Affected employees of Pivotal Software were provided with three years-worth of identity theft protection services. Militello urges employees to be more vigilant to prevent attacks like this from succeeding. He said, “You should remain vigilant for incidents of fraud and identity theft, including by regularly reviewing your account statements and monitoring free credit reports. If you discover any suspicious or unusual activity on your accounts or suspect identity theft or fraud, be sure to report it immediately to your financial institution.”
This incident adds Pivotal Software to the growing line of corporations and businesses that have fallen for similar schemes. Seagate, Snapchat, and Sprouts Farmers Market were among recently reported enterprises victimized by the same trick—simple yet effective.

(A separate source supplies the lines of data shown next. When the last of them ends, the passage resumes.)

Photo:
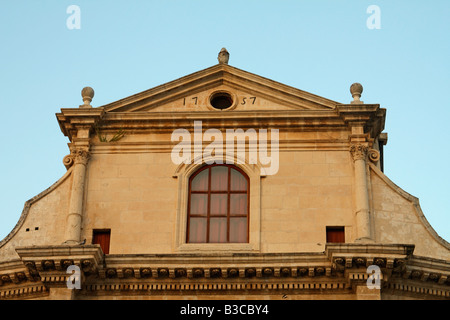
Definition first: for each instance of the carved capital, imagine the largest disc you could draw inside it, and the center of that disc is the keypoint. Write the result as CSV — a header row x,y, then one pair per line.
x,y
359,151
80,156
75,157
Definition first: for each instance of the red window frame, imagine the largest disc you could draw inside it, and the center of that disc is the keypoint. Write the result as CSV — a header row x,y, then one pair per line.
x,y
209,192
335,235
103,238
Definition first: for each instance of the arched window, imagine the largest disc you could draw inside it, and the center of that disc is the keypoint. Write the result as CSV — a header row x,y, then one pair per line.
x,y
218,205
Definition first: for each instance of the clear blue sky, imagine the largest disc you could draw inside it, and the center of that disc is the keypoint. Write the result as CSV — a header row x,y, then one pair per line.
x,y
125,47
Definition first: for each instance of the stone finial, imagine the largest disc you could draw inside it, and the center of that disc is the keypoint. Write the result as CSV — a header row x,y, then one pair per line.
x,y
87,94
224,56
356,90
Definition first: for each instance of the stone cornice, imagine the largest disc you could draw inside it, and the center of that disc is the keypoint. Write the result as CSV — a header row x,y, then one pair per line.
x,y
215,76
73,119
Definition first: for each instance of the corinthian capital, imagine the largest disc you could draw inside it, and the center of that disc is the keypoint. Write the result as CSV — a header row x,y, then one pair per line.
x,y
80,156
359,151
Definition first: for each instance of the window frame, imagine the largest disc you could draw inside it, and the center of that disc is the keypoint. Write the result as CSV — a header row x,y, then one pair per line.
x,y
183,172
209,192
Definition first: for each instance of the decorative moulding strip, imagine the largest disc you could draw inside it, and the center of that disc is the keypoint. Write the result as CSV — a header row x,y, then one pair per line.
x,y
28,205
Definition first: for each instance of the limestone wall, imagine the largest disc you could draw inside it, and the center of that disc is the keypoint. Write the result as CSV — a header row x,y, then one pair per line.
x,y
399,219
42,221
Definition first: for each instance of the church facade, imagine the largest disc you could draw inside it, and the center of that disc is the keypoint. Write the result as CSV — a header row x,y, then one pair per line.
x,y
224,185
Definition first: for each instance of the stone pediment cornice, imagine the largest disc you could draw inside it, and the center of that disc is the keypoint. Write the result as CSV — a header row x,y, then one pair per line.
x,y
340,267
217,75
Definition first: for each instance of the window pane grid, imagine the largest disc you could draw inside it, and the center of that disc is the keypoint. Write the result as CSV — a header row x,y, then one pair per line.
x,y
225,199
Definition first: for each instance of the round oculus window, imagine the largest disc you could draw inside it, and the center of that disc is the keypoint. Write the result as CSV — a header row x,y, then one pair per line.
x,y
221,100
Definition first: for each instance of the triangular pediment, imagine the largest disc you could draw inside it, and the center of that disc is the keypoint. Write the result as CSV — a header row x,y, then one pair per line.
x,y
194,93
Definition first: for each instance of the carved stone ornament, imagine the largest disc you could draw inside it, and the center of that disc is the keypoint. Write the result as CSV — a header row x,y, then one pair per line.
x,y
374,155
80,156
76,156
359,151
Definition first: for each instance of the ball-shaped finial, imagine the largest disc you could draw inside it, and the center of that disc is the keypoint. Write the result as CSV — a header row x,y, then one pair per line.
x,y
224,56
87,94
356,90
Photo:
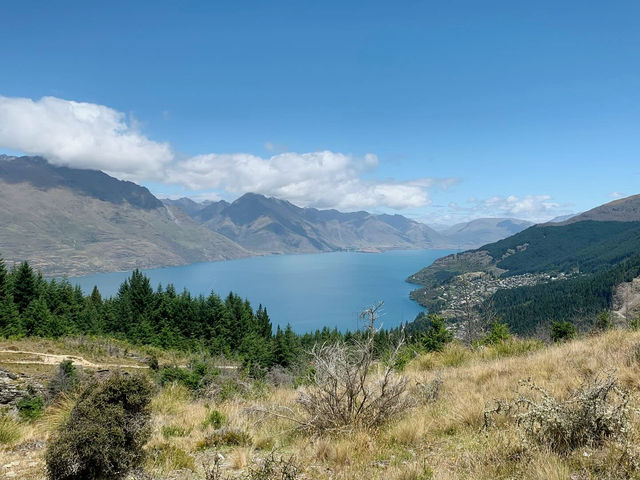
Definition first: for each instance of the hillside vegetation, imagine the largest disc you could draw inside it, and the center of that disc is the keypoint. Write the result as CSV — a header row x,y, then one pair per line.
x,y
446,432
546,273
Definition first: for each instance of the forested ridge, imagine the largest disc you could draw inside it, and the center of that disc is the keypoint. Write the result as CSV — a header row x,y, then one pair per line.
x,y
31,305
585,247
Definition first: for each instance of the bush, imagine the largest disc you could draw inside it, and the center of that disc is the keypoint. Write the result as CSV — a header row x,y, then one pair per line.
x,y
498,334
214,419
225,437
563,331
603,322
596,411
9,430
65,379
105,432
273,468
174,431
436,334
348,390
31,406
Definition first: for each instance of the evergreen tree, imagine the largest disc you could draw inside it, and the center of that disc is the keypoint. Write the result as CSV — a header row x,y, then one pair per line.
x,y
24,287
263,323
436,335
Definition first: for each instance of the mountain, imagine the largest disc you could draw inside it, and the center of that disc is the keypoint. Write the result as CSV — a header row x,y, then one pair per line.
x,y
553,271
621,210
483,230
562,218
72,221
270,225
190,207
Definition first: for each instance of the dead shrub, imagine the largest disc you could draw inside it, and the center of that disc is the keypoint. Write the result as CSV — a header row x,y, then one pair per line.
x,y
348,388
430,391
593,413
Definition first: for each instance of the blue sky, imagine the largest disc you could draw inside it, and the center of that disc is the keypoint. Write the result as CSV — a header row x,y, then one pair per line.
x,y
442,111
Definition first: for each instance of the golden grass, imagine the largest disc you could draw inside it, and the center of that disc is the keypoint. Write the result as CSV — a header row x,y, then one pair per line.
x,y
443,439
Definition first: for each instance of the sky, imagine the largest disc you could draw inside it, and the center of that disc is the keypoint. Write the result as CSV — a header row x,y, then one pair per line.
x,y
440,111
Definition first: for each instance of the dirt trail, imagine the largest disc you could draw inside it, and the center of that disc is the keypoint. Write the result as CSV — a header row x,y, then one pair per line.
x,y
54,359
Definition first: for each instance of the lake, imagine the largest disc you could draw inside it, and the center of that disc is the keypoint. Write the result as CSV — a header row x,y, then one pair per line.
x,y
307,291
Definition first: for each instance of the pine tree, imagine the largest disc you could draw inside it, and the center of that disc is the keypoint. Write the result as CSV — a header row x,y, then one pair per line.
x,y
24,287
263,323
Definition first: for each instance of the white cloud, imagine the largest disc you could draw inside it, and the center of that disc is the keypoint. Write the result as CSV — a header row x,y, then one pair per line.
x,y
82,135
320,179
535,208
86,135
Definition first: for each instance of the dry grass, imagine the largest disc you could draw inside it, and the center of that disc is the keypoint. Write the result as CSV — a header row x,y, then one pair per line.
x,y
439,439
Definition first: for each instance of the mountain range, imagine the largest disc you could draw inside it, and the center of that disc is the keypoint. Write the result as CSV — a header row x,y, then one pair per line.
x,y
71,221
566,270
75,221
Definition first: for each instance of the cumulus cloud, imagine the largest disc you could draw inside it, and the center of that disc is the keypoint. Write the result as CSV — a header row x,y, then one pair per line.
x,y
87,135
83,135
535,208
321,179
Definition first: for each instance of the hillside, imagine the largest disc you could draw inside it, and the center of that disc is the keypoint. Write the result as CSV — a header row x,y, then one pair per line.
x,y
439,437
70,221
483,230
547,272
271,225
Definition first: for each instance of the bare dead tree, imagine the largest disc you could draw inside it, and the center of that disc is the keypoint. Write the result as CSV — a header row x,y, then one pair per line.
x,y
349,388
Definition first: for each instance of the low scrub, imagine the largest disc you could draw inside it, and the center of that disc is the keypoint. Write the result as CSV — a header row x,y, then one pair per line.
x,y
104,433
595,412
225,437
9,430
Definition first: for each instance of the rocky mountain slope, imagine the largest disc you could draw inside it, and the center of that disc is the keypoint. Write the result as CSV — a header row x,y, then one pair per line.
x,y
71,221
271,225
483,230
553,271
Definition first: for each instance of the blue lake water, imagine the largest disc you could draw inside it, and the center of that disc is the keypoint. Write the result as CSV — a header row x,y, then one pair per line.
x,y
307,291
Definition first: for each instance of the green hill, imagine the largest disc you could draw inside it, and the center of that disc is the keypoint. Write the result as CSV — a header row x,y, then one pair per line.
x,y
545,273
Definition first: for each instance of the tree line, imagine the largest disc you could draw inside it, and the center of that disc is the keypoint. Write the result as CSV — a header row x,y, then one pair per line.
x,y
31,305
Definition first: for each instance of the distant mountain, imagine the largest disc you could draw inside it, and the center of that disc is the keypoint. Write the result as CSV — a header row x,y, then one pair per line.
x,y
71,221
621,210
271,225
552,271
562,218
484,230
190,207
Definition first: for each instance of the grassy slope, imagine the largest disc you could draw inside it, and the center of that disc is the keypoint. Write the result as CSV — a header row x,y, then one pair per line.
x,y
445,436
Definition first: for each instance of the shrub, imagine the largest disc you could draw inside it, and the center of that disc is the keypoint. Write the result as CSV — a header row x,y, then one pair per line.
x,y
603,322
171,457
348,390
9,430
596,411
563,331
65,379
214,419
105,432
225,437
499,333
174,431
430,391
436,334
273,468
31,406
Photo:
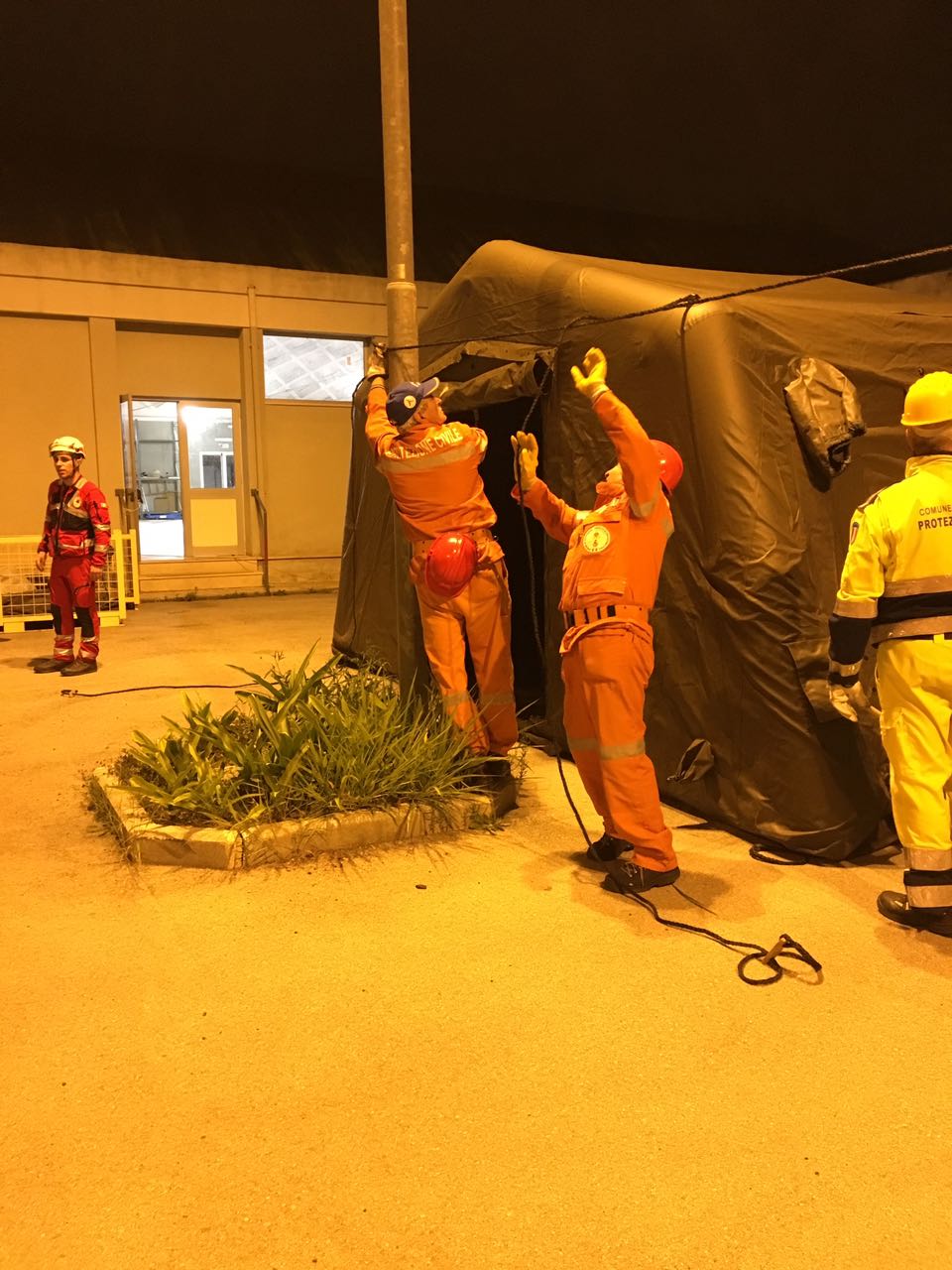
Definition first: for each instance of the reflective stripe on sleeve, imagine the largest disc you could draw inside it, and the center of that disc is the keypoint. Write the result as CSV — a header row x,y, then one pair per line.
x,y
855,607
929,897
454,698
928,860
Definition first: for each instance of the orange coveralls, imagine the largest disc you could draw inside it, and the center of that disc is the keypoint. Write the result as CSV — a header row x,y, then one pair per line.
x,y
610,581
433,475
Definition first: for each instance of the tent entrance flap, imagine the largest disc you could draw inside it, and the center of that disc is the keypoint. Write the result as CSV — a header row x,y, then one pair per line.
x,y
486,372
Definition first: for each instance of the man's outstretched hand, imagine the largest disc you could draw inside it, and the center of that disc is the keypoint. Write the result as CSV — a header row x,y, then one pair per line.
x,y
525,458
590,381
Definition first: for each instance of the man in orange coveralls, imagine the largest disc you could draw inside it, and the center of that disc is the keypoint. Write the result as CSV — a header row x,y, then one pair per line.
x,y
610,580
76,535
431,467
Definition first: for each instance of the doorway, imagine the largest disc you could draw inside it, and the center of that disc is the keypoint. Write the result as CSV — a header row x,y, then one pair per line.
x,y
180,458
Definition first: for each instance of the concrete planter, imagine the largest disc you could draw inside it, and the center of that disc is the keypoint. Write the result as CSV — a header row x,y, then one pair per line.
x,y
181,844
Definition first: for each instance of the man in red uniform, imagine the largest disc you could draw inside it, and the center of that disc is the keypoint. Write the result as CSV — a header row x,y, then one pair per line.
x,y
76,536
431,467
610,580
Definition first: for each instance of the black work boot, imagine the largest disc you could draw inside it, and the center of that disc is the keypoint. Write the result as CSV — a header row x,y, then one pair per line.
x,y
631,879
50,666
897,908
607,847
80,667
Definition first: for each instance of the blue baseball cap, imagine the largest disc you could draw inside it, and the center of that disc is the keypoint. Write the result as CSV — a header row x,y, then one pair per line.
x,y
404,400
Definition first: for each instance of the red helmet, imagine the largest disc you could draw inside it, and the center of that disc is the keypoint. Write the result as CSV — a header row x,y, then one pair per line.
x,y
671,465
451,562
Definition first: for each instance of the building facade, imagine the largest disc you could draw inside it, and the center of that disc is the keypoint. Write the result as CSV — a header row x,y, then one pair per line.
x,y
213,400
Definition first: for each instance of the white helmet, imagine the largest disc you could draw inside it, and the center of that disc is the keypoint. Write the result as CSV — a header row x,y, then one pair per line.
x,y
67,445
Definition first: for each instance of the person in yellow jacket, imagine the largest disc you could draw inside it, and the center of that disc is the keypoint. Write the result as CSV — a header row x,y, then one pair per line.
x,y
431,467
896,590
610,581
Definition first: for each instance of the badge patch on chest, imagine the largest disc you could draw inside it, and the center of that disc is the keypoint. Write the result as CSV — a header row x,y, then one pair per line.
x,y
594,539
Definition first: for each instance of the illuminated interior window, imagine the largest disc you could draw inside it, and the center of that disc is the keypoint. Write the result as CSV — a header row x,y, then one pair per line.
x,y
307,368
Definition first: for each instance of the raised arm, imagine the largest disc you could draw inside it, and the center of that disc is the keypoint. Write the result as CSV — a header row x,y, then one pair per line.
x,y
638,457
556,517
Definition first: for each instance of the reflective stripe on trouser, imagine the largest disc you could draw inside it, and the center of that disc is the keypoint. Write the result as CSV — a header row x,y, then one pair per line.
x,y
481,617
914,680
72,589
606,676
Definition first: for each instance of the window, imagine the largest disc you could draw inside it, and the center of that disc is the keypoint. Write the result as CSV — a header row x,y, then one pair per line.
x,y
307,368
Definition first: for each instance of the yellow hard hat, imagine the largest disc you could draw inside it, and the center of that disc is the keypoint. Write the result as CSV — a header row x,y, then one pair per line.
x,y
73,445
928,400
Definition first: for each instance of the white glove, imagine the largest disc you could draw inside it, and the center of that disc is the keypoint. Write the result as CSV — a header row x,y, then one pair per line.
x,y
526,458
849,701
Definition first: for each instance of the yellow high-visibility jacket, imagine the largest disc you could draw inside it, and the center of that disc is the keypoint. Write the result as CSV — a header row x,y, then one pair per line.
x,y
896,579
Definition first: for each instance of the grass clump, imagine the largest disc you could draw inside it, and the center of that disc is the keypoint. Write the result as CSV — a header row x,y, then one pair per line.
x,y
301,743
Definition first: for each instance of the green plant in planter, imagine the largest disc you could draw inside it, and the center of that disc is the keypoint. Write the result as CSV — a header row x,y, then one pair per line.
x,y
301,743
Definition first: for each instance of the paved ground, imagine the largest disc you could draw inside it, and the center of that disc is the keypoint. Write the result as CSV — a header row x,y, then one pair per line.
x,y
509,1069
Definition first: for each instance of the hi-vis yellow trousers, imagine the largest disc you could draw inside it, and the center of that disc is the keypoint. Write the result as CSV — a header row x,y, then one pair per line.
x,y
914,681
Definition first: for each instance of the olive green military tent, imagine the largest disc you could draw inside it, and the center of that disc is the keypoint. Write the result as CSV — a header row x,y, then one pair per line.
x,y
766,391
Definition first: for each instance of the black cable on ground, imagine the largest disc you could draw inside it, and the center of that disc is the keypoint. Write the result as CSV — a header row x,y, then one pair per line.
x,y
767,957
153,688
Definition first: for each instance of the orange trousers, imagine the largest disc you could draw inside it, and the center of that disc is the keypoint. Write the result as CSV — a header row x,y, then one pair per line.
x,y
606,674
480,616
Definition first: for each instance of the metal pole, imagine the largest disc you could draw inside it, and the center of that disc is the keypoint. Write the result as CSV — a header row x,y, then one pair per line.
x,y
398,190
403,362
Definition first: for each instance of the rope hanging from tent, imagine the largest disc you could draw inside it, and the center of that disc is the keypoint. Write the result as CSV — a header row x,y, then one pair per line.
x,y
767,959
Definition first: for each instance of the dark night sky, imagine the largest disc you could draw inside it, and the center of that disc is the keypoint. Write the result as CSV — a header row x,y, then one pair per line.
x,y
763,135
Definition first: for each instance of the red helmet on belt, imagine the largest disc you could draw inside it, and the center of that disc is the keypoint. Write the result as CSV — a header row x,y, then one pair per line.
x,y
451,562
671,465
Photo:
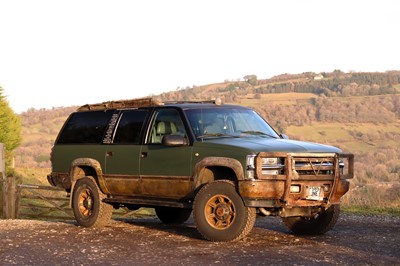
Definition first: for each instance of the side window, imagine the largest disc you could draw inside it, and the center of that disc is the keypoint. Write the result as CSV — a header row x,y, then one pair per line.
x,y
85,127
130,126
165,122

KSU falls for the same scheme
A week ago, a report on a community college’s W-2 phishing scam showed that this type of scheme has extended to the education sector. Following the exposure of W-2 information of 3,000 employees of Virginia-based Tidewater Community College, a similar case emerged much more recently, with a faulty email carrying the same tune—involving Kentucky State University (KSU).
The ruse—involving a request for W-2 information supposedly coming from KSU President Raymond Burse, was sent to a staff member. The legitimate-looking email succeeded, prompting the staffer to forward identities of employees and students apart from 2015 W-2 information.
In an advisory posted on March 29, 2016, Burse divulged key information on the breach, which took place on March 22. Mitigation strategies have all been in place to prevent the misuse of information stolen from the University. Burse furthered that closely monitoring for suspicious credit activity should be done even by those who are not directly hit by the breach. The post notes, “For your protection, KSU has already taken action to limit the effects of this breach and to identify the responsible party(ies). Federal and state authorities have been notified and are investigating this incident.” Apart from this, three credit reporting agencies have been tapped to provide free credit reports. Affected parties were also provided with a one year-membership to a personal information protection service.
Tax information: the new goldmine
While the attack tactic employed to carry out the scheme was deemed simple, phishing scams and BEC schemes similar to these reported cases involve elaborate planning and careful research on the part of info thieves to make each sent message believable.
These email schemes are typically done for direct monetary gain—redirecting wire transfers and similar transactions to a cybercriminal-controlled account. However, breach incidents like the ones that steal personal information has been proven to be a valuable underground commodity. Besides having value as a product that's sold in underground markets, the data can also be used to stage future attacks—during tax season, the information can be used for IRS or tax fraud scams.
In a consumer alert posted earlier this year, the IRS has warned the public of a 400% surge of IRS scam cases recorded this year—a significant growth from last year. IRS Commissioner John Koskinen said, “This is a new twist on an old scheme using the cover of the tax season and W-2 filings to try tricking people into sharing personal data.”
Spam designed to scare taxpayers
In a separate security warning, IRS projected that tax fraud will account for losses that could reach at least $21 billion in 2016—greatly ballooning from around $6 million in losses recorded in 2014. This will be done through the use of several methods to rake in profit, from fraudulent tax returns, to schemes that make taxpayers believe they owe the government money, to classic tactics involving the sale of stolen personally identifiable information.
Trend Micro researchers discovered a social engineering hook designed to trick unknowing taxpayers. The scheme involves the use of spam messages, supposedly from an IRS agent. Tapping into the fear of its targets, the message will coerce the recipient to download a malicious attachment (detected as BKDR_NOANCOOE.SM) which leads to compromising infected systems.